En outre, le nombre d'entreprises qui octroient des services financiers islamiques avait passé d'une seule entreprise dans les années 70 du siècle dernier à 350 oeuvrant dans 75 pays, faisant "le système bancaire islamique".
Toutes les études prévoient que les banques islamiques soient pendant les prochaines 10 années responsables de la gestion d'environs de la moitié d'épargne du monde islamique.
L'industrie financière islamique avait débuté dans les années 70 du siècle dernier par la fondation en 1975 de la banque islamique du développement, entreprise internationale oeuvrant suivant al-Charia islamique, et la banque islamique de Dubaï.
Jusqu'à la fin de l'année dernière, le total des financements de cette banque a atteint 56,89 milliards $ pour des différents pays membres.
En 1998, l'ouverture de la banque arabe islamique internationale avait entretenu la concurrence entre les deux banques.
Durant 9 ans, 16 filiales de cette banque ont été ouvertes et ont attiré plus de 60 milles clients, la chose qui souligne ses bénéfices, (25 millions $) pendant l'année dernière.
La Malaysia se présente comme le centre des affaires bancaires dans le monde.

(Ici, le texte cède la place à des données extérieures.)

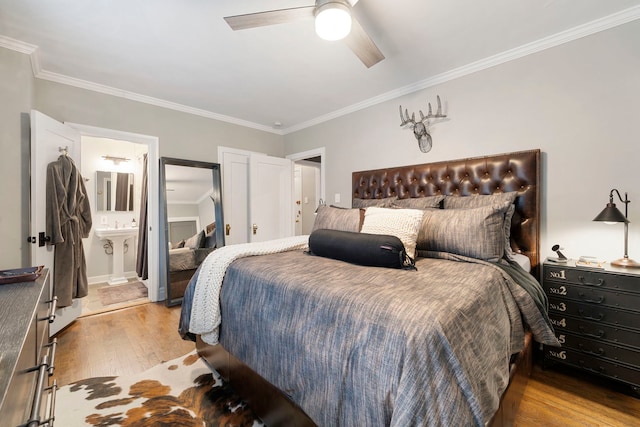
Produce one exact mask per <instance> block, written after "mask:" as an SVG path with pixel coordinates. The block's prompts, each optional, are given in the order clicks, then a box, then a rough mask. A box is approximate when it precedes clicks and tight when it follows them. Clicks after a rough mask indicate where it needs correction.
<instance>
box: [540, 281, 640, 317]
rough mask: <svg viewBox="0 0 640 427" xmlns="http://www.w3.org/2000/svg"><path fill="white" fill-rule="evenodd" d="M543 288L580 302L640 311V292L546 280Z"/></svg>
mask: <svg viewBox="0 0 640 427" xmlns="http://www.w3.org/2000/svg"><path fill="white" fill-rule="evenodd" d="M543 288H544V290H545V292H546V293H547V295H549V296H552V297H558V298H569V299H572V300H575V301H578V302H580V303H586V304H597V305H603V306H608V307H611V308H614V309H616V308H624V309H626V310H632V311H636V312H638V313H640V294H633V293H629V292H620V291H615V290H608V289H603V288H598V287H594V286H578V285H575V284H572V283H557V282H544V285H543ZM555 309H557V308H555Z"/></svg>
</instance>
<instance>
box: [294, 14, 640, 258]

Le rapport de la concurrence des banques islamiques de 2007 a indiqué que la valeur des dépôts des banques islamiques avait atteint 200 milliards $ en 2007, alors que le volume de leurs actifs était 750 milliards $ pendant la même année et qu'il est prévu qu'il dépasse un trillion $ en 2010.
Mais, plusieurs défis affrontent ces banques entre autres: Le manque des outils d'investissement pour absorber la liquidité entre les banques islamiques, la difficulté du financement à long terme à cause de leurs dépôts à vu, les craintes de la fuite du capital des investisseurs à cause de la différence entre les banques islamiques et les banques traditionnelles et le manque des cadres biens formés et capables de développer cette industrie, auxquels s'ajoutent la multiplicité des Fatwas des différentes pays islamiques.
Par contre, et durant les 33 années de la vie des banques islamiques, elles ont pu faire d'importantes démarches à travers des entreprises fondamentales dont, le Conseil des normes légales, le Conseil des banques, le Conseil de la notation internationale et la chambre de commerce islamique, qui vont appuyer la marche bancaire islamique.
Des experts économiques ont affirmé que les effets de la crise financière mondiale qui avait affecté les banques du monde, étaient limités sur les entreprises financières islamiques grâce à la nature de l'industrie financière islamique basée sur la participation au profit et à la perte et sur les opérations soutenues d'actifs effectifs.
Le président exécutif de la banque d'investissement islamique européenne, a estimé que le bouleversement des marchés des capitaux offre des opportunités à l'industrie des banques islamiques.
De son côté, M. Abdel Qader Dweik, directeur général de la banque syrienne internationale islamique, a indiqué que les banques islamiques font partie du concept de l'économie islamique et œuvrent sur des concepts interdisant le traitement aux risques et au monopole.
M. Suheil Hamdan, directeur de la chambre d'expertise pour les études et la publicité, a souligné que les banques islamiques à l'extérieur de Syrie ont été affectées par la crise mondiale, ayant des investissements dans des banques opérant à des taux d'intérêts élevés.
Pour sa part, M. Agdallah Fawaz, directeur de la chambre à Damas, a indiqué que la réussite des banques islamiques est dans sa transformation de l'économie financière à celle effective.